Marissa Nadler
Songs III: Bird on the Water
Kemado
2007
B-



marissa Nadler is not everyday people. No doubt she would say all of the proper things about Harry Smith’s labors, the British bard tradition, and Appalachian plainsong. But Songs III: Bird on the Water will never be confused as the music of miners, ploughshares, or maids. Bird on the Water carries a distinct air of prep to it, a Northeastern-ly harbor breeze, as though she had refigured the people’s musics for the Ivy League.

None of this should be mistaken on ill-conceived notions of authenticity. It’s simply that among folk musicians, and especially among contemporary folk musicians, Nadler is old money: there is no California in her hair, no Hapshash whorls contorting her name. Instead, Bird on the Water is responsible and reserved, never trespassing into evangelism or bald-faced romanticism, and the resulting disconnect is as essential to Nadler as her white-linen guitar picking and pastel coo.

Nadler’s footprint is less fortuitously “stripped down” than it is deliberately Spartan: each track consists of Nadler’s skeletal thumbing and precisely one extracurricular element. A mandolin for “Diamond Heart”’s nostalgia, an organ for “Silvia”’s nautical sway, strings for “Feathers”’ gothic indecision. Nadler ushers in an electric guitar to punctuate the latter half of “Bird on Your Grave,” but its sinewy distortion remains purposeful. Nadler is a pinpoint alto, her restraint and proficiency contribute to her ink-black readings. Only when Nadler toes into stratospheric sighing does Bird on the Water truly falter—“Mexican Summer” and “My Love and I” both stumble outside Nadler’s limited songwriting range.

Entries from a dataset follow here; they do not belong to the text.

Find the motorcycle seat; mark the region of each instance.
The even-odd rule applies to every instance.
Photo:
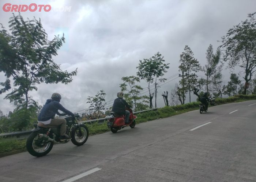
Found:
[[[45,124],[42,123],[37,123],[37,126],[39,126],[39,127],[41,127],[42,128],[49,128],[50,127],[48,127],[48,126],[47,126],[45,125]]]

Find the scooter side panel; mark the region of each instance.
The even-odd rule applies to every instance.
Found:
[[[124,119],[123,118],[117,118],[113,123],[113,126],[120,126],[124,125]]]

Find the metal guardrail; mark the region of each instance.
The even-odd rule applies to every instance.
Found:
[[[141,112],[147,112],[150,111],[152,111],[154,110],[157,110],[158,108],[154,108],[153,109],[148,109],[147,110],[144,110],[143,111],[140,111],[138,112],[135,112],[133,113],[134,114],[136,114],[137,113],[140,113]],[[89,123],[91,124],[92,123],[98,122],[99,121],[104,121],[104,120],[107,120],[107,119],[106,118],[102,118],[96,119],[91,119],[90,120],[87,120],[86,121],[82,121],[79,122],[80,123]],[[33,130],[30,131],[15,131],[14,132],[11,132],[9,133],[3,133],[2,134],[0,134],[0,137],[5,137],[7,136],[16,136],[17,138],[20,138],[22,136],[28,135],[31,133],[32,132]]]

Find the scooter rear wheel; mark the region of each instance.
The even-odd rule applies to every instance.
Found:
[[[132,123],[130,124],[129,126],[130,126],[130,127],[131,127],[131,128],[133,128],[134,127],[135,127],[135,125],[136,124],[136,122],[135,121],[135,119],[133,120],[133,122]]]
[[[110,130],[111,130],[111,131],[112,131],[112,133],[116,133],[117,132],[117,130],[118,130],[114,128],[110,128]]]

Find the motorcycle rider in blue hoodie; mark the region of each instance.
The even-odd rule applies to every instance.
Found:
[[[69,136],[66,134],[66,120],[64,119],[54,118],[55,114],[63,116],[66,114],[73,117],[75,115],[65,108],[60,103],[61,99],[61,96],[60,94],[57,93],[53,94],[51,99],[46,100],[45,104],[42,109],[38,116],[38,122],[44,124],[47,128],[56,127],[60,125],[60,140],[63,141],[70,139]],[[64,113],[60,113],[58,110],[61,111]]]

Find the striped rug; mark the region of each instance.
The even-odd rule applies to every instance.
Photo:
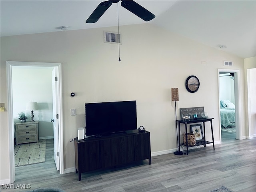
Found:
[[[14,148],[15,166],[23,166],[45,162],[46,139],[38,142],[16,145]]]

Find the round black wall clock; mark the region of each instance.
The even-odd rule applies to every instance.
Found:
[[[196,92],[199,88],[199,80],[194,75],[188,77],[186,81],[186,88],[190,93]]]

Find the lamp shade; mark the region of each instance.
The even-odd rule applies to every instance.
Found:
[[[178,88],[172,88],[172,101],[179,101]]]
[[[26,110],[36,110],[37,109],[37,102],[31,102],[31,103],[27,103],[27,106],[26,107]]]

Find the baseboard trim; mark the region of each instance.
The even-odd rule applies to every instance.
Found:
[[[0,185],[6,185],[11,183],[11,181],[10,179],[4,179],[3,180],[0,180]]]
[[[53,136],[48,136],[47,137],[41,137],[39,139],[53,139]]]
[[[70,168],[67,168],[66,169],[64,169],[64,174],[66,173],[72,173],[73,172],[76,172],[76,167],[70,167]]]

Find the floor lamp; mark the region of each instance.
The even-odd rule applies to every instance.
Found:
[[[181,155],[183,153],[180,151],[179,147],[179,140],[178,139],[178,129],[177,128],[177,112],[176,112],[176,102],[179,101],[179,89],[178,88],[172,88],[172,101],[175,102],[175,124],[176,125],[176,136],[177,141],[177,150],[174,152],[173,154],[176,155]]]

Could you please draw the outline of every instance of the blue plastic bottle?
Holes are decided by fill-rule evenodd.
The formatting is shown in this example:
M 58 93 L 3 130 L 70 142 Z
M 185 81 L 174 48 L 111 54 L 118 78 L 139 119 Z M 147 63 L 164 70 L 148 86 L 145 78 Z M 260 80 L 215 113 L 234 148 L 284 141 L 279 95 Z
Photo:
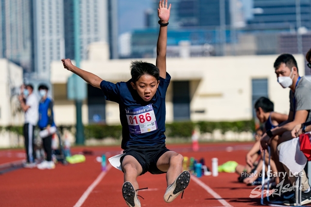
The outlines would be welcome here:
M 201 177 L 202 176 L 202 164 L 200 163 L 196 163 L 195 165 L 195 172 L 197 177 Z

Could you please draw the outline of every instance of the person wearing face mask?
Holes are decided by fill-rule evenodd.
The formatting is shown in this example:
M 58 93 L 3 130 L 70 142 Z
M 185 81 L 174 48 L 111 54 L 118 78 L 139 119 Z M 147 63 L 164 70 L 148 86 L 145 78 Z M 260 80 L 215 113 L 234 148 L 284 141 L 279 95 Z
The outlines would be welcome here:
M 311 48 L 307 53 L 306 59 L 308 62 L 307 66 L 310 69 L 311 72 Z M 292 131 L 292 136 L 293 137 L 297 137 L 301 134 L 310 131 L 311 131 L 311 121 L 297 125 Z
M 270 146 L 271 156 L 275 161 L 277 171 L 286 173 L 286 175 L 290 175 L 289 171 L 286 166 L 280 162 L 281 157 L 279 158 L 278 152 L 283 143 L 296 137 L 295 136 L 293 137 L 291 133 L 295 126 L 311 121 L 311 82 L 304 76 L 301 77 L 299 76 L 296 60 L 290 54 L 282 54 L 278 56 L 274 63 L 274 67 L 277 81 L 280 85 L 283 88 L 290 88 L 291 89 L 290 112 L 287 121 L 267 131 L 262 135 L 260 143 L 264 149 L 266 149 L 268 145 Z M 288 152 L 288 153 L 289 153 Z M 305 205 L 311 202 L 311 191 L 306 174 L 304 171 L 303 171 L 303 173 L 302 205 Z M 292 177 L 286 176 L 279 178 L 280 182 L 284 178 L 284 185 L 290 182 L 292 184 L 293 183 Z M 278 190 L 278 192 L 281 192 L 282 190 Z M 285 192 L 281 194 L 279 197 L 274 198 L 274 201 L 277 202 L 275 203 L 292 205 L 295 202 L 294 201 L 294 194 L 293 192 L 290 195 L 288 192 Z
M 34 131 L 38 121 L 38 99 L 33 94 L 33 91 L 34 87 L 32 85 L 27 85 L 25 87 L 22 87 L 22 93 L 18 97 L 20 107 L 25 112 L 23 132 L 25 138 L 26 162 L 23 164 L 23 166 L 28 168 L 32 168 L 36 166 Z
M 38 126 L 40 129 L 39 135 L 42 138 L 43 147 L 46 153 L 46 160 L 37 165 L 40 169 L 55 168 L 55 163 L 52 160 L 52 136 L 55 132 L 56 127 L 54 123 L 53 102 L 48 97 L 49 88 L 44 84 L 41 84 L 38 88 L 41 97 L 39 104 L 39 121 Z M 44 134 L 42 135 L 42 134 Z

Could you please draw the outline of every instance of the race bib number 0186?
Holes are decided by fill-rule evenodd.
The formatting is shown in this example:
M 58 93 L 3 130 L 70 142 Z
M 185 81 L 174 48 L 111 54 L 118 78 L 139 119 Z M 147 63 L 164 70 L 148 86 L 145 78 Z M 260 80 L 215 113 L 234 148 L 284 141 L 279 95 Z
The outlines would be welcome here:
M 142 134 L 157 128 L 155 111 L 151 104 L 136 109 L 126 109 L 125 111 L 130 133 Z

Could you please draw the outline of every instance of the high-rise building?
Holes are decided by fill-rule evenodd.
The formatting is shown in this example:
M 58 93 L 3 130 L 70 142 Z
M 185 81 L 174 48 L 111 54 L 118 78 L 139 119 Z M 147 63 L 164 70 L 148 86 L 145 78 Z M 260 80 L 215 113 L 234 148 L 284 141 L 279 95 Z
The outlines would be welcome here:
M 65 57 L 63 0 L 34 0 L 35 71 L 50 79 L 50 64 Z
M 207 27 L 230 24 L 230 0 L 171 0 L 170 23 L 173 27 Z M 158 1 L 154 0 L 154 7 Z M 156 14 L 155 13 L 154 16 Z M 157 18 L 157 17 L 156 17 Z
M 32 0 L 0 0 L 0 58 L 33 69 Z
M 255 14 L 253 19 L 248 22 L 251 28 L 295 29 L 297 27 L 297 20 L 300 16 L 301 26 L 311 29 L 310 0 L 253 1 Z M 299 1 L 300 4 L 296 4 Z
M 74 59 L 74 0 L 0 0 L 0 58 L 34 72 L 32 78 L 49 80 L 52 61 Z M 114 32 L 108 31 L 108 17 L 117 16 L 118 13 L 116 9 L 107 12 L 108 1 L 115 8 L 115 0 L 77 0 L 80 57 L 85 60 L 90 43 L 118 38 L 117 35 L 108 37 L 114 35 L 116 28 L 117 33 L 115 21 L 111 24 Z M 117 53 L 116 48 L 112 47 Z
M 74 59 L 73 1 L 63 0 L 65 54 Z M 107 0 L 79 0 L 80 57 L 87 58 L 87 47 L 94 42 L 108 42 Z

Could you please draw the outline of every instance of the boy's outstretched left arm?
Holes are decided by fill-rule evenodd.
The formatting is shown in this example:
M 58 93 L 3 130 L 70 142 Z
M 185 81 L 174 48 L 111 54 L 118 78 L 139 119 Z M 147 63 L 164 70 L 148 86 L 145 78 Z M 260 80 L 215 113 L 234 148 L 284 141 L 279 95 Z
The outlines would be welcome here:
M 165 3 L 164 3 L 164 1 Z M 171 4 L 168 7 L 168 0 L 160 0 L 159 8 L 157 9 L 158 16 L 161 24 L 165 25 L 169 22 Z M 156 45 L 156 65 L 160 70 L 160 76 L 163 79 L 166 78 L 166 46 L 167 44 L 167 26 L 160 26 L 159 37 Z

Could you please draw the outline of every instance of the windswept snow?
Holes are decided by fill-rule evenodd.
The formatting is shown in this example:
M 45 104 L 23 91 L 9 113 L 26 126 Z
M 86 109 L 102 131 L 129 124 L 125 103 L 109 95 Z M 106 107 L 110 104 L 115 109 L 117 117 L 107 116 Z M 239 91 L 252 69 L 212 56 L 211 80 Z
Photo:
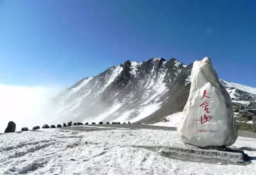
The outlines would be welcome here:
M 237 83 L 231 83 L 223 80 L 220 80 L 222 85 L 230 88 L 234 88 L 238 89 L 247 92 L 248 93 L 256 95 L 256 88 L 253 88 Z
M 90 82 L 90 81 L 92 79 L 92 77 L 88 77 L 86 79 L 81 83 L 81 84 L 79 86 L 76 88 L 72 88 L 72 89 L 71 89 L 71 90 L 70 90 L 70 93 L 74 93 L 75 92 L 80 90 L 82 88 L 86 85 L 86 84 L 87 84 L 88 82 Z
M 155 126 L 167 126 L 168 127 L 177 127 L 180 123 L 183 115 L 183 112 L 177 112 L 168 115 L 164 117 L 166 121 L 161 121 L 150 125 Z
M 138 121 L 149 115 L 161 107 L 162 102 L 158 103 L 148 105 L 145 107 L 142 107 L 140 110 L 140 114 L 136 117 L 131 120 L 131 122 Z
M 8 133 L 0 137 L 0 174 L 255 174 L 255 159 L 246 166 L 220 165 L 170 159 L 156 151 L 131 146 L 177 144 L 183 143 L 176 131 L 161 130 L 81 132 L 49 129 Z M 255 139 L 239 137 L 232 147 L 255 148 L 256 144 Z M 256 151 L 244 152 L 250 156 L 256 156 Z
M 141 63 L 138 63 L 136 62 L 131 62 L 131 74 L 136 76 L 137 72 L 138 71 L 138 68 L 141 64 Z
M 226 89 L 227 91 L 229 93 L 230 98 L 236 99 L 237 95 L 236 95 L 236 89 L 231 89 L 230 88 L 228 88 Z
M 102 121 L 104 119 L 106 118 L 108 116 L 110 115 L 113 113 L 115 112 L 119 108 L 122 106 L 122 104 L 116 104 L 116 105 L 114 105 L 112 107 L 110 107 L 108 109 L 107 111 L 105 112 L 102 113 L 99 115 L 97 117 L 94 117 L 93 119 L 89 119 L 89 121 L 88 119 L 86 119 L 83 122 L 92 122 L 92 121 L 95 121 L 96 122 L 100 122 Z

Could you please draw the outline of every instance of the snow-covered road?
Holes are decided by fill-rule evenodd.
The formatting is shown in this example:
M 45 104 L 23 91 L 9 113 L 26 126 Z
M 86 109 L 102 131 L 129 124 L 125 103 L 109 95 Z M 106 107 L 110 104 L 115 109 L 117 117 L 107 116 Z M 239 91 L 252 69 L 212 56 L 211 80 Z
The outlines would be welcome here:
M 0 174 L 256 174 L 256 160 L 246 166 L 184 162 L 130 146 L 176 144 L 182 144 L 176 131 L 156 129 L 49 129 L 8 133 L 0 135 Z M 256 139 L 239 137 L 232 147 L 256 145 Z M 256 151 L 244 152 L 256 156 Z

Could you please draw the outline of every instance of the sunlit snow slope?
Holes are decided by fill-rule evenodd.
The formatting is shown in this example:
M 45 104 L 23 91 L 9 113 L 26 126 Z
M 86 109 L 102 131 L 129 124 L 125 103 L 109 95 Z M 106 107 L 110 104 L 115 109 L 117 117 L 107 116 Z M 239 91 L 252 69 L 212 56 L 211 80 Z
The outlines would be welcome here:
M 174 58 L 128 60 L 63 91 L 54 99 L 48 115 L 54 124 L 71 120 L 161 121 L 182 110 L 189 93 L 192 66 Z M 220 81 L 234 103 L 246 105 L 256 97 L 255 88 Z

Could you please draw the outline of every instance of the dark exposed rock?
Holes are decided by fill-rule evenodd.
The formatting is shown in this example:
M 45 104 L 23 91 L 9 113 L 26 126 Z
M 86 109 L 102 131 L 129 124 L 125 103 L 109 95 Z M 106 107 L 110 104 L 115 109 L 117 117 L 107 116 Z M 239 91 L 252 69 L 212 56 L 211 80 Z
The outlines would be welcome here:
M 36 129 L 40 129 L 40 127 L 39 126 L 36 126 L 33 127 L 32 129 L 36 130 Z
M 22 127 L 22 128 L 21 128 L 21 130 L 22 131 L 28 131 L 28 128 L 26 127 Z
M 16 124 L 12 121 L 8 122 L 7 127 L 4 130 L 4 133 L 14 133 L 16 129 Z
M 166 61 L 163 58 L 153 58 L 139 64 L 128 60 L 120 66 L 108 68 L 96 76 L 81 80 L 58 95 L 54 100 L 56 104 L 64 104 L 72 113 L 79 113 L 72 119 L 74 121 L 83 120 L 89 116 L 93 118 L 112 107 L 116 101 L 123 103 L 114 113 L 102 120 L 104 123 L 117 120 L 126 111 L 132 111 L 127 119 L 132 120 L 138 116 L 142 108 L 162 102 L 159 105 L 160 107 L 156 111 L 139 121 L 135 121 L 154 123 L 161 121 L 167 115 L 183 110 L 189 94 L 192 66 L 192 64 L 185 66 L 174 58 Z M 113 80 L 111 82 L 110 79 Z M 86 85 L 75 92 L 72 92 L 73 88 L 86 80 L 88 82 Z M 222 84 L 225 82 L 222 81 Z M 159 91 L 156 88 L 158 86 L 166 88 L 166 89 L 156 96 Z M 89 94 L 78 104 L 77 99 L 85 92 L 89 92 Z M 240 100 L 239 98 L 242 100 L 249 100 L 256 97 L 238 89 L 235 92 L 238 94 L 235 95 L 236 100 Z M 66 98 L 68 93 L 69 97 Z M 152 99 L 148 104 L 144 104 L 145 98 Z M 240 108 L 235 111 L 238 110 L 240 111 Z M 68 117 L 69 115 L 70 114 L 60 114 L 64 117 Z
M 49 126 L 48 125 L 46 124 L 44 125 L 42 127 L 44 129 L 50 128 L 50 126 Z

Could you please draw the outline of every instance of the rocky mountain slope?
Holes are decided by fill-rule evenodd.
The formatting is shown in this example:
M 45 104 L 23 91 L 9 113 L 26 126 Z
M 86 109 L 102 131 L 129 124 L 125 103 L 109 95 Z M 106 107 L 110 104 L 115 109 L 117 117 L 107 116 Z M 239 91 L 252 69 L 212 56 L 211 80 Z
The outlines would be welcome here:
M 139 121 L 152 123 L 182 110 L 190 88 L 192 64 L 172 58 L 131 60 L 84 78 L 55 97 L 53 122 Z M 256 98 L 256 88 L 220 80 L 234 105 Z

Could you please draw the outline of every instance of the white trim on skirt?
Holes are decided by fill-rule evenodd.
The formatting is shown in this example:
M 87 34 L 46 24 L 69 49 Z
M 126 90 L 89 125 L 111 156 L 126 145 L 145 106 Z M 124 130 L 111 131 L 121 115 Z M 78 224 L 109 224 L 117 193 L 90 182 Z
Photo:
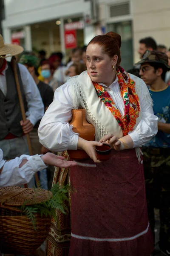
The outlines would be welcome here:
M 147 225 L 147 228 L 140 233 L 139 233 L 137 235 L 135 235 L 135 236 L 130 236 L 130 237 L 125 237 L 124 238 L 96 238 L 95 237 L 90 237 L 88 236 L 79 236 L 78 235 L 75 235 L 75 234 L 73 234 L 71 233 L 71 236 L 74 237 L 75 238 L 77 238 L 78 239 L 82 239 L 84 240 L 90 240 L 92 241 L 96 241 L 97 242 L 101 242 L 101 241 L 109 241 L 109 242 L 119 242 L 121 241 L 128 241 L 130 240 L 132 240 L 141 236 L 144 235 L 144 234 L 146 234 L 148 231 L 149 227 L 149 223 Z

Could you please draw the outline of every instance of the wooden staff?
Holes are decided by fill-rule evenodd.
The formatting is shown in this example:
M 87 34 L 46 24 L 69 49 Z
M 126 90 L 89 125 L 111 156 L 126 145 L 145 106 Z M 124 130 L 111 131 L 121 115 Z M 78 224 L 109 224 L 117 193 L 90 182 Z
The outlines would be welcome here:
M 13 56 L 11 59 L 11 63 L 12 64 L 12 69 L 14 73 L 14 77 L 15 78 L 15 83 L 17 86 L 17 92 L 18 93 L 18 96 L 19 100 L 20 102 L 20 108 L 21 109 L 22 116 L 23 117 L 23 121 L 24 122 L 26 121 L 26 115 L 25 111 L 24 105 L 23 102 L 23 97 L 22 96 L 21 89 L 20 88 L 20 84 L 19 81 L 18 73 L 17 73 L 17 64 L 16 62 L 16 58 Z M 26 134 L 26 139 L 27 140 L 27 143 L 28 146 L 29 154 L 30 156 L 33 155 L 31 145 L 31 144 L 30 138 L 29 137 L 29 134 Z M 38 178 L 38 175 L 37 173 L 35 173 L 35 181 L 36 182 L 37 186 L 38 186 L 38 184 L 39 183 L 39 179 Z M 24 184 L 24 187 L 27 188 L 27 184 Z

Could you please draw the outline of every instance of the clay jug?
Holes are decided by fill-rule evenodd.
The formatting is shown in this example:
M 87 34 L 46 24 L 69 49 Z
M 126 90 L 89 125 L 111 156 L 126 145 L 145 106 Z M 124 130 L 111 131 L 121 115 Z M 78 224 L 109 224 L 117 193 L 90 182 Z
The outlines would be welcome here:
M 92 125 L 85 119 L 85 109 L 74 109 L 72 111 L 72 119 L 70 125 L 73 125 L 73 131 L 79 134 L 79 136 L 86 140 L 94 140 L 95 129 Z M 86 159 L 89 157 L 84 150 L 68 150 L 71 158 L 75 160 Z

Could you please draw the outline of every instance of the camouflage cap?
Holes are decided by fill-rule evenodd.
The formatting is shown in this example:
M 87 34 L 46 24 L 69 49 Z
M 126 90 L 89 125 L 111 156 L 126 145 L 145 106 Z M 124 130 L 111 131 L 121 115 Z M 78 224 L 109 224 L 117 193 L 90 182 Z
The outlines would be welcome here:
M 167 56 L 164 52 L 159 52 L 156 50 L 153 51 L 147 50 L 142 55 L 141 60 L 136 63 L 136 64 L 150 63 L 163 64 L 167 70 L 170 70 L 170 66 L 168 65 Z
M 23 54 L 20 58 L 19 62 L 21 64 L 28 65 L 29 67 L 34 67 L 38 68 L 40 65 L 40 60 L 35 56 L 30 54 Z

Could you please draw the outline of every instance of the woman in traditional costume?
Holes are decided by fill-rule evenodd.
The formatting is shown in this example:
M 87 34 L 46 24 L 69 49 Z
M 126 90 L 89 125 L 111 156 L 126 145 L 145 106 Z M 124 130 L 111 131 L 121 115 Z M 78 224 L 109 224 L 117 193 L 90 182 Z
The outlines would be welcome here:
M 144 82 L 119 66 L 121 45 L 113 32 L 92 39 L 88 71 L 56 90 L 39 126 L 45 147 L 82 149 L 91 158 L 70 169 L 69 256 L 148 256 L 153 250 L 140 147 L 156 134 L 157 118 Z M 95 127 L 95 141 L 72 131 L 72 110 L 79 108 Z M 95 147 L 108 140 L 111 158 L 100 162 Z

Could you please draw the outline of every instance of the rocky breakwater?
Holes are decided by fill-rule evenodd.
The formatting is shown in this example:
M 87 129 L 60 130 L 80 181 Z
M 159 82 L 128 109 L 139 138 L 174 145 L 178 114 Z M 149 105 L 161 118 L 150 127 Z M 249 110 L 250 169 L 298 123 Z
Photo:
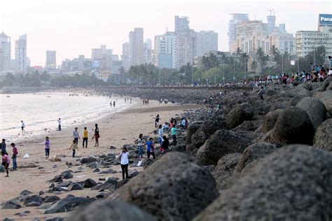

Nadler’s imagery—names, garments, her album title, even—are almost exclusively female, and regardless of whether that interest is romantic or narcissistic Bird on the Water spends little time pampering the fairer sex. On “Dying Breed” she examines a riskier lover without tears or anger: “Yellow the color of your skin / Black was the color of your hair … Where oh where oh where did you go / When they took your bones?” Sentimental garments, scenes, memories, all of it, really, gets Nadler’s razor edit. “The last time I saw you / You looked so much older / Your famous blue raincoat was torn at the shoulder” could just as easily have been words out of a physics text.

But Nadler’s beauty lies in her distance, especially on an album that, despite its chosen genre and subjects, is decidedly not beautiful; pretty, sure, but readily analytical and stone-faced. Professorly. Nadler’s pill is not an easy gulp, even if you suspect its subtle elitism may be imagined. Regardless, Bird on the Water stands as an imposing target for any formal criticisms. The unsatisfied can merely scoff at its airs, grunt, and scratch. Bird on the Water isn’t theirs.